As this is from 2016 it doesn't include this new fun revelation:
> On 11 February 2020, The Washington Post, ZDF and SRF revealed that Crypto AG was secretly owned by the CIA in a highly classified partnership with West German intelligence, and the spy agencies could easily break the codes used to send encrypted messages.
This is an epically cool blog post! - submit it to HN on its own merits.
This was of particular interest to me:
>>>"...1986 Reagan tipped off the Libyans that the US could decrypt their communications by talking about information he could only get through Libya decrypts on TV15. In 1991 the Iranians learned that the NSA could break their diplomatic communications when transcripts of Iranian diplomatic communications ended up in a French court case..."
Because, in 1986 - thats effectively when a lot of the phreaking and social engineering was at a peak - Cyberpunk was moving from imagination --> zeitgeist --> reality.
Social engineering and line-printer litter recovery were yielding the backdoors into the Telecom Switching system. BBS's were raging [0].
So when you get a gaph-guffaw look into infosec in a slipup like these ones, it reinforces in mind that the 80s were some really wild times all around as technology tsunami'd from people's minds business and reality.
> I wrote blog entry on this subject with a very similar name [0] which covers the CryptoAG story in more detail. It doesn't have the 2020 news.
[0]: A Brief History of NSA Backdoors (2013), https://www.ethanheilman.com/x/12/index.html
Wow this is super interesting I noticed this paragraph in the text.
> 2013, Enabling for Encryption Chips: In the NSA's budget request documents released by Edward Snowden, one of the goals of the NSA's SIGINT project is to fully backdoor or "enable" certain encryption chips by the end of 201311. It is not publicly known to which encryption chips they are referring.
From what I know Cavium is one of these "SIGINT enabled" chip manufactures.
>> "While working on documents in the Snowden archive the thesis author learned that an American fabless semiconductor CPU vendor named Cavium is listed as a successful SIGINT "enabled" CPU vendor. By chance this was the same CPU present in the thesis author's Internet router (UniFi USG3). The entire Snowden archive should be open for academic researchers to better understand more of the history of such behavior." (page 71, note 21)
> The company had about 230 employees, had offices in Abidjan, Abu Dhabi, Buenos Aires, Kuala Lumpur, Muscat, Selsdon and Steinhausen, and did business throughout the world.
That's a... really strange list of office locations, especially considering the relatively small number of employees.
> The owners of Crypto AG were unknown, supposedly even to the managers of the firm, and they held their ownership through bearer shares.
How does this work in practice? If management doesn't know who owns the company, how can the owners exercise influence on company business?
How does that representative prove that they really represent the owners, if the owners aren't known to management? How can they authorize someone without revealing identifying information?
Proton Mail's extremely bureaucratic operational deafness, and their glacial pace of product features and open-sourcing, would certainly lend support to that idea.
I actually wish this was true.
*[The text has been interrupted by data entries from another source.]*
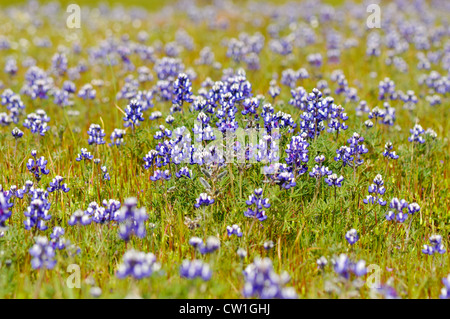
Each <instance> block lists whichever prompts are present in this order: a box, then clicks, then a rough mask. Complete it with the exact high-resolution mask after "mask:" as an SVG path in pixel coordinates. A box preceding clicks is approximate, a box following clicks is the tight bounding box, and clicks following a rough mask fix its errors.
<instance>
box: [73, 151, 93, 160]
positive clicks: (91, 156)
mask: <svg viewBox="0 0 450 319" xmlns="http://www.w3.org/2000/svg"><path fill="white" fill-rule="evenodd" d="M93 158H94V155H92V154H91V153H90V152H88V151H87V149H86V148H82V149H81V152H80V154H78V156H77V158H76V159H75V160H76V161H77V162H79V161H82V160H83V161H85V160H92V159H93Z"/></svg>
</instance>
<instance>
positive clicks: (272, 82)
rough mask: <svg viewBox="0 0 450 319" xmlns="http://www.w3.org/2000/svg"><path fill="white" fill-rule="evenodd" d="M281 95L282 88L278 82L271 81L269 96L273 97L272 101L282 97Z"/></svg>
mask: <svg viewBox="0 0 450 319" xmlns="http://www.w3.org/2000/svg"><path fill="white" fill-rule="evenodd" d="M280 93H281V89H280V87H279V86H278V85H277V82H276V80H272V81H270V86H269V95H270V96H271V97H272V99H274V100H275V98H276V97H277V96H278V95H280Z"/></svg>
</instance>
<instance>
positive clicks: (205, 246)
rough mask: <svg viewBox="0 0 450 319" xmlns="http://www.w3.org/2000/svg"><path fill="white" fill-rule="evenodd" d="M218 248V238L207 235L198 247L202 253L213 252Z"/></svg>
mask: <svg viewBox="0 0 450 319" xmlns="http://www.w3.org/2000/svg"><path fill="white" fill-rule="evenodd" d="M219 248H220V240H219V239H218V238H217V237H214V236H209V237H208V238H207V239H206V242H205V244H202V245H200V246H199V247H198V249H199V251H200V253H201V254H202V255H204V254H210V253H213V252H215V251H216V250H218V249H219Z"/></svg>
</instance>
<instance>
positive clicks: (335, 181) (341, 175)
mask: <svg viewBox="0 0 450 319" xmlns="http://www.w3.org/2000/svg"><path fill="white" fill-rule="evenodd" d="M343 180H344V177H343V176H342V175H341V176H339V177H338V176H337V174H331V175H329V176H328V177H326V178H325V183H327V184H328V186H334V187H342V181H343Z"/></svg>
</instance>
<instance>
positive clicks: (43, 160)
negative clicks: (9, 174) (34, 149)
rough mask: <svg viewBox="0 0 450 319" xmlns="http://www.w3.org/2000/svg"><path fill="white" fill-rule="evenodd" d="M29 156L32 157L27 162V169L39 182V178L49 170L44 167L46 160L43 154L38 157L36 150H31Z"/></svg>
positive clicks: (46, 165) (46, 162)
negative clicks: (30, 156) (32, 150)
mask: <svg viewBox="0 0 450 319" xmlns="http://www.w3.org/2000/svg"><path fill="white" fill-rule="evenodd" d="M31 156H33V158H30V159H29V160H28V162H27V169H28V171H30V173H32V174H33V175H34V177H35V178H36V180H37V181H38V182H39V181H40V180H41V177H42V175H48V173H49V172H50V170H49V169H47V168H46V166H47V161H46V160H45V158H44V156H41V157H40V158H37V152H36V151H35V150H33V151H31Z"/></svg>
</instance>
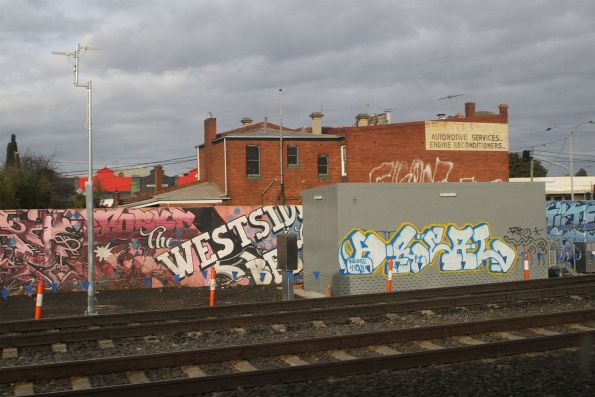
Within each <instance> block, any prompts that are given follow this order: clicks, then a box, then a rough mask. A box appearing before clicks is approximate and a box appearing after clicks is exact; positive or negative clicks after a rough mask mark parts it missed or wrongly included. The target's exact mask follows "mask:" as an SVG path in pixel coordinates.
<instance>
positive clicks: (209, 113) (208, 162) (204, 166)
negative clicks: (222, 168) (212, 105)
mask: <svg viewBox="0 0 595 397" xmlns="http://www.w3.org/2000/svg"><path fill="white" fill-rule="evenodd" d="M209 116H210V117H209V118H208V119H205V122H204V139H205V146H204V150H203V153H204V155H203V156H202V157H203V158H202V159H201V164H204V174H203V173H201V175H200V177H201V179H203V180H205V181H208V180H209V160H210V159H209V157H210V155H211V153H210V152H211V142H212V141H213V140H214V139H215V136H217V119H216V118H214V117H213V116H211V114H210V113H209Z"/></svg>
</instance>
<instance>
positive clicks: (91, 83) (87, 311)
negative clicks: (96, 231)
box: [52, 43, 99, 315]
mask: <svg viewBox="0 0 595 397" xmlns="http://www.w3.org/2000/svg"><path fill="white" fill-rule="evenodd" d="M89 50H99V48H91V47H87V46H85V47H83V46H81V45H80V44H79V43H76V45H75V46H74V51H73V52H52V54H54V55H64V56H67V57H68V59H69V60H70V58H71V57H72V58H73V60H74V63H73V66H74V84H73V85H74V86H75V87H77V88H85V89H86V91H87V131H88V134H89V165H88V174H89V175H88V178H87V183H86V184H85V192H86V199H87V200H86V207H87V232H88V244H87V281H88V283H89V288H88V290H87V311H86V313H85V314H86V315H94V314H97V312H96V311H95V269H94V266H93V256H94V253H93V246H94V233H93V131H92V125H93V124H92V93H93V85H92V83H91V80H89V81H88V82H87V84H80V83H79V59H80V57H81V55H82V54H84V53H85V52H86V51H89ZM81 51H82V54H81Z"/></svg>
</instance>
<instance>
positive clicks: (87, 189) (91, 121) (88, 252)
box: [87, 80, 97, 315]
mask: <svg viewBox="0 0 595 397" xmlns="http://www.w3.org/2000/svg"><path fill="white" fill-rule="evenodd" d="M92 91H93V89H92V84H91V80H89V83H88V84H87V128H88V130H89V178H88V180H87V231H88V233H89V236H88V245H87V264H88V267H87V271H88V274H87V281H88V282H89V289H88V293H87V315H93V314H97V313H96V312H95V267H94V264H93V259H94V258H93V256H94V253H93V246H94V245H95V242H94V236H93V234H94V233H93V207H94V205H93V204H94V203H93V127H92V125H93V123H92V113H91V109H92Z"/></svg>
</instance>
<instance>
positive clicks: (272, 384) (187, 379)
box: [36, 331, 595, 397]
mask: <svg viewBox="0 0 595 397" xmlns="http://www.w3.org/2000/svg"><path fill="white" fill-rule="evenodd" d="M584 340H591V341H592V340H595V331H588V332H575V333H570V334H563V335H556V336H543V337H536V338H531V339H527V340H516V341H504V342H494V343H486V344H483V345H479V346H464V347H455V348H447V349H444V350H435V351H423V352H416V353H405V354H399V355H390V356H381V357H373V358H364V359H355V360H348V361H339V362H329V363H319V364H311V365H305V366H298V367H288V368H279V369H270V370H258V371H250V372H243V373H234V374H225V375H212V376H205V377H199V378H190V379H175V380H167V381H154V382H149V383H142V384H128V385H117V386H106V387H101V388H95V389H89V390H73V391H63V392H54V393H43V394H36V396H40V397H41V396H46V397H59V396H60V397H66V396H97V397H100V396H113V395H118V396H124V397H127V396H133V397H135V396H138V395H139V394H142V395H143V397H152V396H164V395H169V396H174V395H175V396H177V395H195V394H201V393H209V392H215V391H223V390H233V389H236V388H238V387H242V388H243V389H246V388H251V387H259V386H266V385H280V384H287V383H296V382H305V381H312V380H318V379H324V378H328V377H330V376H335V377H345V376H352V375H360V374H367V373H374V372H380V371H385V370H402V369H408V368H418V367H426V366H430V365H439V364H451V363H456V362H463V361H472V360H479V359H485V358H493V357H503V356H513V355H519V354H525V353H534V352H544V351H552V350H558V349H562V348H568V347H575V346H579V345H582V344H583V341H584Z"/></svg>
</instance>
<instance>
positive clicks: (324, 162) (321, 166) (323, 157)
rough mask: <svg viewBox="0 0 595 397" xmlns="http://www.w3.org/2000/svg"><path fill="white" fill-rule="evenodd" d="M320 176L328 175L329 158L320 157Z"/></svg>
mask: <svg viewBox="0 0 595 397" xmlns="http://www.w3.org/2000/svg"><path fill="white" fill-rule="evenodd" d="M318 175H320V176H325V175H328V156H325V155H321V156H318Z"/></svg>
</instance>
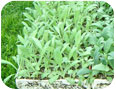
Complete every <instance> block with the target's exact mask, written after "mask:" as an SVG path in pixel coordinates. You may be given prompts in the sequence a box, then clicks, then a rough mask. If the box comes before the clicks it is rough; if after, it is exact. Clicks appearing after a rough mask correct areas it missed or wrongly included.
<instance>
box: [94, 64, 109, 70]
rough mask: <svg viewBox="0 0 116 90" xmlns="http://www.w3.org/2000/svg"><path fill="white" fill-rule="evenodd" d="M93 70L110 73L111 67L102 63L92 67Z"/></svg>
mask: <svg viewBox="0 0 116 90" xmlns="http://www.w3.org/2000/svg"><path fill="white" fill-rule="evenodd" d="M92 70H97V71H106V72H107V71H109V67H108V66H107V65H103V64H102V63H100V64H97V65H95V66H93V67H92Z"/></svg>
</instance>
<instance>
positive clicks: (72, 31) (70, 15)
mask: <svg viewBox="0 0 116 90" xmlns="http://www.w3.org/2000/svg"><path fill="white" fill-rule="evenodd" d="M33 4H34V8H26V10H27V12H25V13H23V14H24V16H25V21H23V22H22V23H23V25H24V28H23V36H20V35H18V39H19V44H18V45H17V47H18V54H17V56H15V57H13V59H14V60H15V61H16V63H17V64H18V70H17V74H16V77H17V78H35V79H49V82H50V83H53V82H54V81H55V80H57V79H62V78H63V79H66V80H67V81H69V82H70V83H71V84H74V79H76V78H78V79H80V80H79V83H78V85H82V82H83V80H87V84H89V85H91V84H92V83H93V81H94V79H96V78H105V79H108V80H112V79H113V75H114V25H113V23H114V22H113V10H112V8H111V6H110V5H108V4H107V3H105V2H82V1H81V2H79V1H78V2H77V1H76V2H74V1H72V2H64V1H59V2H51V1H50V2H43V1H41V2H34V3H33Z"/></svg>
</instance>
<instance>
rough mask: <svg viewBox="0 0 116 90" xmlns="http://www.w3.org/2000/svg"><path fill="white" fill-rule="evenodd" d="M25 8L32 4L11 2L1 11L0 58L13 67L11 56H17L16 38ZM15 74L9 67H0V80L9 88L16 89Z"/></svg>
mask: <svg viewBox="0 0 116 90" xmlns="http://www.w3.org/2000/svg"><path fill="white" fill-rule="evenodd" d="M22 6H23V7H22ZM26 7H33V2H25V1H18V2H17V1H12V2H9V3H7V4H6V5H5V6H4V7H3V9H2V11H1V58H2V59H4V60H6V61H9V62H11V63H12V64H14V65H15V66H16V63H15V62H14V61H13V60H12V56H14V55H17V46H16V42H17V41H18V40H17V38H16V37H17V35H18V34H20V35H21V33H22V29H23V25H22V24H21V22H22V20H24V18H25V17H24V16H23V14H22V12H24V11H25V8H26ZM15 73H16V70H15V69H14V68H12V67H11V66H10V65H6V64H2V65H1V79H2V80H3V81H4V83H5V84H6V85H7V86H9V87H10V88H16V85H15V78H14V75H13V74H15ZM11 74H12V75H13V76H12V77H11ZM7 77H11V78H10V81H6V80H8V79H7Z"/></svg>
I want an email service that would last forever and is secure enough from my threats, namely security breaches of the email host and account takeover from non state actors.
Gmail is close enough, but I want an alternative. An email service run by the nsa or the cia would be great.
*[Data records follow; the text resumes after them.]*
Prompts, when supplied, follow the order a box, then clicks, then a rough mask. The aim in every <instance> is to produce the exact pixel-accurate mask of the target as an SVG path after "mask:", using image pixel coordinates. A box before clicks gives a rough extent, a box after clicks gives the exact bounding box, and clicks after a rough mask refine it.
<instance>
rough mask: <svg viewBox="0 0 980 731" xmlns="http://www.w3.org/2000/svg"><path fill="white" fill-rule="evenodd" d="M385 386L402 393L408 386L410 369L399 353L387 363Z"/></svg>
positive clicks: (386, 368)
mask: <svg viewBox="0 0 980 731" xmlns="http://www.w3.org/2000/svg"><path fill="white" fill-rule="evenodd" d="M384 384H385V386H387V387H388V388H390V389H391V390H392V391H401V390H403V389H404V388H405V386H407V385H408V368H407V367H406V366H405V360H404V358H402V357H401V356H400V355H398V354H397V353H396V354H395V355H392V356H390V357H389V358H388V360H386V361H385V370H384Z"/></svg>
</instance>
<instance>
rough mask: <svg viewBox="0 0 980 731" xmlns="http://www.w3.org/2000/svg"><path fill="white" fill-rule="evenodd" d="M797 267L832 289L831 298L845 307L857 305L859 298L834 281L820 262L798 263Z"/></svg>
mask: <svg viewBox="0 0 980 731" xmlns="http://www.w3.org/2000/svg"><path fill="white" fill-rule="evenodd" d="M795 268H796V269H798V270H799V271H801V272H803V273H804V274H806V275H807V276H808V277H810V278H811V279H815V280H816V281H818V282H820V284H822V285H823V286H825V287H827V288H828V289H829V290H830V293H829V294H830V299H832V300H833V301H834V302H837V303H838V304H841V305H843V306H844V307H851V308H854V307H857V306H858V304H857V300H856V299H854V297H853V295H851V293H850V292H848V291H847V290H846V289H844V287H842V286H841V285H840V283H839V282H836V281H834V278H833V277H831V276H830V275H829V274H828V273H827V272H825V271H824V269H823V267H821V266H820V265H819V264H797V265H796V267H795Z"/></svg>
Considering that I remember reading the CIA’s own historical document on this operation, I would guess its usefulness had run its course. If I’m not mistaken, it was the CIA who released the document to journalists; it seemed like bragging.
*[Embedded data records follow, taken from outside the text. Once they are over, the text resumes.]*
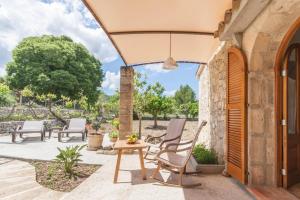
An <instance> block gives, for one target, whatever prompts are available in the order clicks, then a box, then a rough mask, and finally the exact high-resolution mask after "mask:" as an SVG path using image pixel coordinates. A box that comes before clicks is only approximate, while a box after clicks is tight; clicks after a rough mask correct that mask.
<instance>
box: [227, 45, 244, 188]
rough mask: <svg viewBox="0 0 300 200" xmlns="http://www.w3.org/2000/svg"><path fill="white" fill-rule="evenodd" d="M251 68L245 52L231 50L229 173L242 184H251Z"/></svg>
mask: <svg viewBox="0 0 300 200" xmlns="http://www.w3.org/2000/svg"><path fill="white" fill-rule="evenodd" d="M246 72H247V66H246V59H245V56H244V54H243V52H242V51H241V50H240V49H238V48H235V47H233V48H230V49H229V50H228V68H227V106H226V109H227V112H226V115H227V116H226V126H227V127H226V128H227V172H228V173H229V174H230V175H231V176H232V177H234V178H236V179H237V180H239V181H240V182H242V183H246V182H247V173H246V172H247V134H246V133H247V130H246V128H247V125H246V124H247V121H246V115H247V113H246V95H247V84H246V81H247V78H246V75H247V74H246Z"/></svg>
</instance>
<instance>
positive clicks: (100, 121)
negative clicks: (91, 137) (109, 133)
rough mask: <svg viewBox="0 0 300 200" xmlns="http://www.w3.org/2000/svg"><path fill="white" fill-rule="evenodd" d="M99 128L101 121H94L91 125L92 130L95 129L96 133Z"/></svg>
mask: <svg viewBox="0 0 300 200" xmlns="http://www.w3.org/2000/svg"><path fill="white" fill-rule="evenodd" d="M100 127H101V121H98V120H95V121H94V122H93V123H92V128H93V129H95V131H96V132H98V130H99V129H100Z"/></svg>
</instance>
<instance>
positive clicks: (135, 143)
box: [114, 140, 147, 183]
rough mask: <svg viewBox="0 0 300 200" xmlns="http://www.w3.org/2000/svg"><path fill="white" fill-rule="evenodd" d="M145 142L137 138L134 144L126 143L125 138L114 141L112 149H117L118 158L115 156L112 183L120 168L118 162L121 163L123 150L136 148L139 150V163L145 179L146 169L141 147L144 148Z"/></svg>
mask: <svg viewBox="0 0 300 200" xmlns="http://www.w3.org/2000/svg"><path fill="white" fill-rule="evenodd" d="M146 147H147V144H146V143H145V142H144V141H143V140H138V141H137V142H136V143H135V144H127V140H118V141H117V142H116V143H115V146H114V149H115V150H118V158H117V164H116V169H115V177H114V183H116V182H117V180H118V174H119V170H120V163H121V157H122V152H123V150H136V149H137V150H138V151H139V157H140V164H141V172H142V177H143V179H144V180H146V179H147V177H146V169H145V165H144V156H143V148H146Z"/></svg>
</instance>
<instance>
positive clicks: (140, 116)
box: [138, 115, 142, 139]
mask: <svg viewBox="0 0 300 200" xmlns="http://www.w3.org/2000/svg"><path fill="white" fill-rule="evenodd" d="M138 117H139V139H141V138H142V116H141V115H138Z"/></svg>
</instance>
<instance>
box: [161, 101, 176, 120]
mask: <svg viewBox="0 0 300 200" xmlns="http://www.w3.org/2000/svg"><path fill="white" fill-rule="evenodd" d="M175 104H176V102H175V99H174V98H173V97H164V98H163V104H162V114H163V115H164V119H167V115H168V114H172V113H174V112H175Z"/></svg>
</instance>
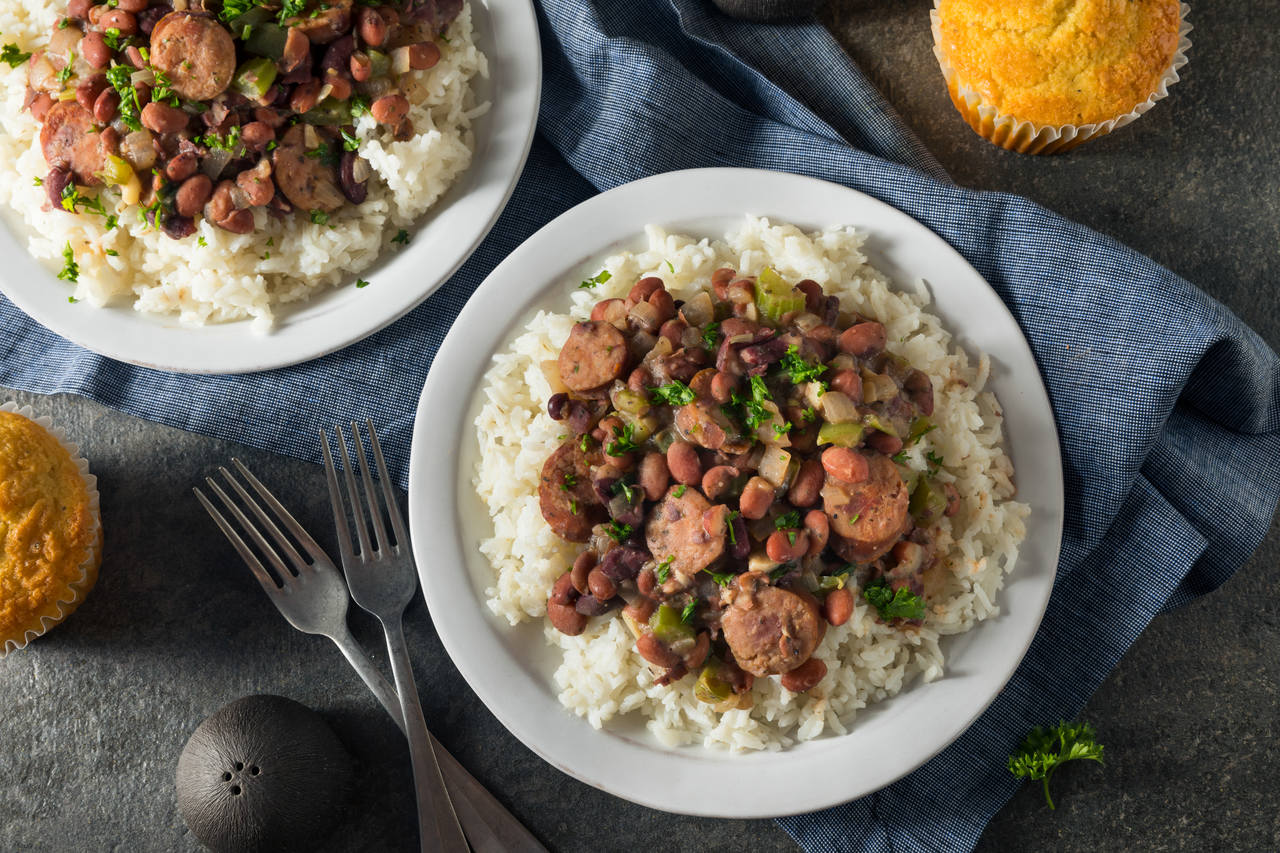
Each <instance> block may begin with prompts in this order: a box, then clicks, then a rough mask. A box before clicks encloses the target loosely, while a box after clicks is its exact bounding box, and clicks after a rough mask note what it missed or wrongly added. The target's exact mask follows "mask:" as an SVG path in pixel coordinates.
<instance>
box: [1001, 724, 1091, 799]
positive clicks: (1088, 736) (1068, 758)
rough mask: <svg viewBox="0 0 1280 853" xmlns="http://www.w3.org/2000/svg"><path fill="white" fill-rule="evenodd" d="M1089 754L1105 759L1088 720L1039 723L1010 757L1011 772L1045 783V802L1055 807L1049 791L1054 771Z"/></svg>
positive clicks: (1044, 786)
mask: <svg viewBox="0 0 1280 853" xmlns="http://www.w3.org/2000/svg"><path fill="white" fill-rule="evenodd" d="M1079 758H1088V760H1089V761H1096V762H1098V763H1100V765H1101V763H1102V744H1100V743H1098V742H1097V734H1096V733H1094V731H1093V726H1091V725H1089V724H1088V722H1065V721H1061V722H1059V724H1057V725H1056V726H1053V727H1052V729H1047V730H1046V729H1041V727H1039V726H1036V727H1034V729H1032V731H1030V734H1029V735H1027V738H1025V739H1024V740H1023V743H1021V745H1020V747H1018V752H1015V753H1014V754H1011V756H1010V757H1009V772H1011V774H1012V775H1014V776H1018V777H1024V776H1025V777H1027V779H1032V780H1039V781H1043V783H1044V802H1047V803H1048V807H1050V808H1053V798H1052V797H1050V795H1048V780H1050V777H1051V776H1052V775H1053V771H1055V770H1057V768H1059V767H1061V766H1062V765H1065V763H1066V762H1069V761H1076V760H1079Z"/></svg>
To add another dimension to this, personally i think that the Crypto AG relationship is what is referred to as "HISTORY" in this leaked NSA ECI codenames list.
> On 11 February 2020, The Washington Post, ZDF and SRF revealed that Crypto AG was secretly owned by the CIA in a highly classified partnership with West German intelligence, and the spy agencies could easily break the codes used to send encrypted messages.